One of them was a traitor.

She'd slept for two hours. Two hours on a camp bed in the corner of the control room, her jacket balled under her head, her phone clutched in her hand in case something came in. She'd dreamed of Florence, not the nightmare version, not the scenarios her mind constructed in the dark, but a gentle, ordinary dream. Florence on the lawn with the dogs. Florence laughing. The sound of her laughter, which was high and clear and full of delight. Erin had woken with the sound still in her ears and the reality of the empty bedroom at Latimer Hall crushing down on her like rubble.

She hadn't called Alex. She should have. She'd picked up the phone three times and put it down each time because she didn't know what to say.I'm sorry I hung up on you. I'm sorry I couldn't come to the safe house. I'm sorry I said "I have to go" when what I meant was "I can't feel this right now because if I feel it I'll break and breaking isn't something I can afford."The words were there but they wouldn't form, and the distance between what she wanted to say and what she could say was growing wider by the hour, and she hated herself for it but she couldn't stop it.

Focus. The leak. That was the thing that mattered right now. Find the leak, find Florence, then deal with everything else.

"I want the phone records for every person in this room," Erin said. "Personal devices, work devices, all of it. And I want the CCTV footage from the castle for last night: who left the building, who made calls, who was where between twenty-two hundred and oh-two hundred."

Helena looked up from her console. "That's a significant request, Ma'am. These are cleared MI5 personnel. Accessing their personal communications?—"

"Someone in this room told Latimer we were coming. Florence was moved three hours before the team went in. The timing doesn't work unless the leak came from inside this briefing." Erin's voice was level. Cold. The voice she'd used in her protection days when an operation was compromised and there was no time for diplomacy. "I'm not accusing anyone. I'm following the evidence. And the evidence says that between ten last night and two this morning, someone communicated our plan to the target."

Graves, on screen, nodded slowly. "She's right. The window is too tight for coincidence. I'll authorise the phone audit. Helena, coordinate with the technical team."

Helena's face showed nothing. "Yes, Director. I'll have the data within the hour."

Erin watched her. Helena Ward, who had run this security operation from the beginning. Helena who had designed the protection protocols, who had been first on scene after the kidnapping, who had set up the control room and managed the surveillance and coordinated the intelligence gathering.

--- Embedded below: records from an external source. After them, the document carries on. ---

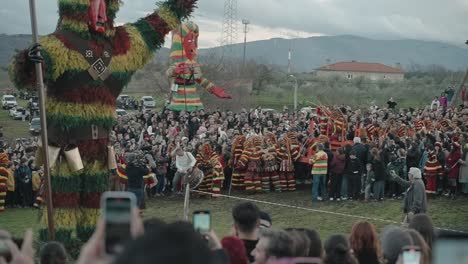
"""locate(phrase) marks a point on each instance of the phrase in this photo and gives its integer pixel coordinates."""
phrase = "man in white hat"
(415, 201)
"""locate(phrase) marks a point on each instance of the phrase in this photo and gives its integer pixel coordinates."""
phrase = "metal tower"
(229, 29)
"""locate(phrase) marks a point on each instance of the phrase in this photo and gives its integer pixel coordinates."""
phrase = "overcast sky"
(439, 20)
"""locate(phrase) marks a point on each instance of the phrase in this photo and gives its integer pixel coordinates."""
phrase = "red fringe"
(85, 94)
(92, 150)
(91, 200)
(158, 24)
(121, 41)
(65, 200)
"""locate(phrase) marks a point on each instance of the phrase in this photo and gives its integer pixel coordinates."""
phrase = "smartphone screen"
(450, 250)
(202, 221)
(118, 215)
(411, 256)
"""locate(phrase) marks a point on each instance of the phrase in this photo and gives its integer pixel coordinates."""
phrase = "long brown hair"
(364, 236)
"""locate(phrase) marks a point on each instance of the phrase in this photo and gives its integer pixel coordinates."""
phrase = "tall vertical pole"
(245, 22)
(44, 139)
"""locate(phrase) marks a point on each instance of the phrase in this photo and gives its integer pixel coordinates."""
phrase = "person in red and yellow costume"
(208, 162)
(186, 72)
(270, 164)
(3, 179)
(251, 160)
(87, 61)
(289, 152)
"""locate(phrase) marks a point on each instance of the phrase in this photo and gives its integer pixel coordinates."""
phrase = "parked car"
(18, 113)
(35, 126)
(148, 101)
(120, 112)
(8, 101)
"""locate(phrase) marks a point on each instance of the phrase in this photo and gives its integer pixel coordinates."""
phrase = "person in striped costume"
(432, 170)
(319, 164)
(238, 173)
(270, 163)
(186, 73)
(3, 179)
(208, 162)
(87, 61)
(251, 160)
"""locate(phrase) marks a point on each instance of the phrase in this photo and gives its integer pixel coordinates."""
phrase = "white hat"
(415, 172)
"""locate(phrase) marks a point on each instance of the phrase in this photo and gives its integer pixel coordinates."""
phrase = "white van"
(9, 101)
(148, 101)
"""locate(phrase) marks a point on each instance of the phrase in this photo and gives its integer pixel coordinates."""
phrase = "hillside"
(310, 53)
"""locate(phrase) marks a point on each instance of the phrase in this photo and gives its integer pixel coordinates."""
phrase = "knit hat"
(415, 172)
(4, 159)
(265, 220)
(393, 239)
(235, 249)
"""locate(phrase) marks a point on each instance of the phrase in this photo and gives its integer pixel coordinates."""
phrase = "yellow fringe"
(63, 218)
(136, 57)
(62, 58)
(86, 111)
(89, 217)
(168, 17)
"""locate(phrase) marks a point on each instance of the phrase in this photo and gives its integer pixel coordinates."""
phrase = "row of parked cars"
(16, 112)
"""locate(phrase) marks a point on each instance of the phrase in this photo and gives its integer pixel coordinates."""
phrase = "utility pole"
(295, 91)
(245, 22)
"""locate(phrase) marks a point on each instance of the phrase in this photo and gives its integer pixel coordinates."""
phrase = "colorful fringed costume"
(251, 160)
(238, 173)
(186, 73)
(289, 152)
(208, 162)
(3, 179)
(432, 170)
(87, 62)
(270, 174)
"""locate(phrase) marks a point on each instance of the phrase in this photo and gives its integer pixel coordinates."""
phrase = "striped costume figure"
(87, 62)
(269, 158)
(208, 162)
(3, 179)
(251, 160)
(186, 73)
(289, 152)
(238, 172)
(432, 170)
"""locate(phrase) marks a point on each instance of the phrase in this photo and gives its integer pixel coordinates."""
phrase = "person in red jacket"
(453, 168)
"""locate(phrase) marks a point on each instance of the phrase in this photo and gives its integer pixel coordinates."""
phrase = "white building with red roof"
(353, 69)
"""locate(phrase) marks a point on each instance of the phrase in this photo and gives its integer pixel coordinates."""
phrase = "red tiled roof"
(360, 67)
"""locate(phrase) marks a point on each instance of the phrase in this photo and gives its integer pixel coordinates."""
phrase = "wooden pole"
(44, 139)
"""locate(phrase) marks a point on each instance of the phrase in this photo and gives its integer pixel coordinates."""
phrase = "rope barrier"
(317, 210)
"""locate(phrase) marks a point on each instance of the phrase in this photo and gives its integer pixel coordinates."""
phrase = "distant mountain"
(311, 53)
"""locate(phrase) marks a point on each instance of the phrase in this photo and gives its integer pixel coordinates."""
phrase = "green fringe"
(84, 232)
(150, 36)
(95, 183)
(66, 123)
(61, 234)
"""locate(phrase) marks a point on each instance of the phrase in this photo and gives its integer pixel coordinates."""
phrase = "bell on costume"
(111, 162)
(53, 155)
(73, 158)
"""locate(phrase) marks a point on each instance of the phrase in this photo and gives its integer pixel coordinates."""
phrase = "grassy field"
(446, 213)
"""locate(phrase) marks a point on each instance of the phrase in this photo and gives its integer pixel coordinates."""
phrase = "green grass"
(445, 213)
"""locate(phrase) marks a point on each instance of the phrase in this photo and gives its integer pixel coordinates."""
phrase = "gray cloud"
(440, 20)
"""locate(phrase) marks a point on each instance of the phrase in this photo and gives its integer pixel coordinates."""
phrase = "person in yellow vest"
(37, 181)
(319, 164)
(10, 198)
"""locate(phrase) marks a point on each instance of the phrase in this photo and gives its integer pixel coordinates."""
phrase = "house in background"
(353, 69)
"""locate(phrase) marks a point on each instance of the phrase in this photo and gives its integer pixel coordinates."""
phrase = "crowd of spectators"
(249, 242)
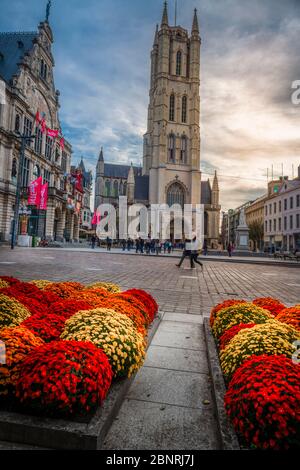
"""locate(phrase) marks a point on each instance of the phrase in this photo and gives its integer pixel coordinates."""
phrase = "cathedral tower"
(172, 141)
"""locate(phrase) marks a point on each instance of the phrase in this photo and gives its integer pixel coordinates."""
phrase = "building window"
(175, 195)
(25, 173)
(171, 148)
(183, 150)
(47, 176)
(172, 108)
(107, 188)
(38, 141)
(14, 171)
(178, 63)
(184, 109)
(43, 70)
(48, 148)
(36, 171)
(27, 126)
(116, 189)
(17, 123)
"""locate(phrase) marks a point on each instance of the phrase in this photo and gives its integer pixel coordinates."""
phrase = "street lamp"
(25, 139)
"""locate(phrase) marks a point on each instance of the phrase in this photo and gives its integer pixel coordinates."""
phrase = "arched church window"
(178, 63)
(171, 148)
(184, 109)
(183, 149)
(116, 188)
(172, 108)
(175, 195)
(107, 188)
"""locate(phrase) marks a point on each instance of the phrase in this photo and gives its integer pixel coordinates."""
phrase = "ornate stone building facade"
(26, 74)
(171, 161)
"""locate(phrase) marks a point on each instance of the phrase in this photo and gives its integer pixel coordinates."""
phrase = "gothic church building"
(171, 161)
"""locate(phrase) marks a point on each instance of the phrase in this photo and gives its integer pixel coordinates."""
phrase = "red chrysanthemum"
(224, 304)
(67, 307)
(64, 378)
(47, 326)
(263, 402)
(268, 303)
(229, 334)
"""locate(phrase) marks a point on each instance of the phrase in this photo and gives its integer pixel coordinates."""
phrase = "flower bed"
(257, 357)
(66, 342)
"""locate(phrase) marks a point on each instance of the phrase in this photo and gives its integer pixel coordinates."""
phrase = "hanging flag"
(35, 192)
(52, 133)
(37, 117)
(44, 196)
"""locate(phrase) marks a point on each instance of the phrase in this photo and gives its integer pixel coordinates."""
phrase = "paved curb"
(228, 438)
(63, 434)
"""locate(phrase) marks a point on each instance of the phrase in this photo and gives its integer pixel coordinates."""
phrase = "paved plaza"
(169, 405)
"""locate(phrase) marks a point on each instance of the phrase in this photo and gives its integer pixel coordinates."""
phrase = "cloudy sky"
(250, 57)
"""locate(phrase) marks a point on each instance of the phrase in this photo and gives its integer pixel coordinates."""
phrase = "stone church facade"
(27, 84)
(171, 161)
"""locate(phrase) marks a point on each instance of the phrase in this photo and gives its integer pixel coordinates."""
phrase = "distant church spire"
(48, 11)
(165, 20)
(195, 28)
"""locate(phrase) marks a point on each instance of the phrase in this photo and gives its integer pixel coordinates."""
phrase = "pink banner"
(44, 196)
(35, 192)
(52, 133)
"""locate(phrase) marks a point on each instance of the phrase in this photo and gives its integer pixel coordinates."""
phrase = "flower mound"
(49, 326)
(40, 283)
(270, 338)
(109, 286)
(64, 377)
(236, 314)
(263, 402)
(147, 300)
(63, 290)
(225, 304)
(229, 334)
(12, 312)
(19, 342)
(66, 308)
(114, 333)
(268, 303)
(290, 316)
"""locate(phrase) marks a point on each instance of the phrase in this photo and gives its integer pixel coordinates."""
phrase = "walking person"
(186, 253)
(93, 240)
(195, 252)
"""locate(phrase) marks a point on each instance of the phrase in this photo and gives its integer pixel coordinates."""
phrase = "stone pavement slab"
(147, 426)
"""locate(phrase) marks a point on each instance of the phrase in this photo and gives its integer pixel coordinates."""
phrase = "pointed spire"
(155, 43)
(101, 158)
(195, 28)
(165, 20)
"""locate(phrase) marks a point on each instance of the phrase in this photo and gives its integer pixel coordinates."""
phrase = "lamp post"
(25, 139)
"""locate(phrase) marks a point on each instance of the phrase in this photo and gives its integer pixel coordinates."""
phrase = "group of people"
(191, 251)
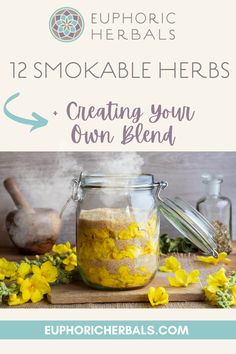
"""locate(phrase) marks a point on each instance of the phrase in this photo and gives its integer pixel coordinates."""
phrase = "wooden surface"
(188, 261)
(44, 178)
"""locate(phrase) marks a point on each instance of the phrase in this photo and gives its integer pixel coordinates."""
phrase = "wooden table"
(11, 254)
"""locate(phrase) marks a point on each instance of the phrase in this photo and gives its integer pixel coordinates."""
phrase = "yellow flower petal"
(23, 269)
(47, 270)
(218, 279)
(34, 288)
(184, 279)
(70, 262)
(15, 299)
(233, 295)
(158, 296)
(221, 258)
(171, 264)
(210, 293)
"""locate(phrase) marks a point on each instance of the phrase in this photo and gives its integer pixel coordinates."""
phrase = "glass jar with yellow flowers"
(117, 228)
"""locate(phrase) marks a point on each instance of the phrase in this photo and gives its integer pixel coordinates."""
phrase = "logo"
(66, 24)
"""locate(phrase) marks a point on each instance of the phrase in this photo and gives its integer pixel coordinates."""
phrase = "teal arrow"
(37, 123)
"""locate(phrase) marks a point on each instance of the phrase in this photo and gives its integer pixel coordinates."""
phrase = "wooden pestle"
(18, 198)
(32, 231)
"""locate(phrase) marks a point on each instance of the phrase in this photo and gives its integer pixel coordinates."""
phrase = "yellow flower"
(218, 279)
(47, 270)
(62, 248)
(15, 299)
(171, 265)
(222, 257)
(34, 288)
(158, 296)
(210, 293)
(7, 269)
(233, 295)
(70, 262)
(23, 270)
(184, 279)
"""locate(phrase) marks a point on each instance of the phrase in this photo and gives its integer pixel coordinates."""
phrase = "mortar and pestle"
(33, 231)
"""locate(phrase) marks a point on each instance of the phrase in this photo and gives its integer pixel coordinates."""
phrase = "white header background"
(205, 31)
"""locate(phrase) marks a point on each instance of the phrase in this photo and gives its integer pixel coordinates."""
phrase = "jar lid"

Helena who had been competent and professional and exactly the kind of steady, reliable officer you wanted running a crisis operation. Helena who had been in every briefing. Who had known everydetail of every plan. Who had access to every piece of intelligence the operation had generated.

The thought that had been forming in the back of Erin's mind for twenty-four hours crystallised into something sharp and specific.

Hyzenthlay's voice came back to her. A whisper in a castle corridor the day before, small fingers tugging at her sleeve, hazel eyes serious and certain:I saw Captain Ward on the phone in the garden. The day Florence was taken. She looked angry and she was talking very quietly and she kept looking around.

On the phone in the garden. The day Florence was taken. Not in the control room, where calls were logged. Not on a secure line, where conversations were recorded. In the garden, on a personal device, having a conversation she didn't want anyone to overhear.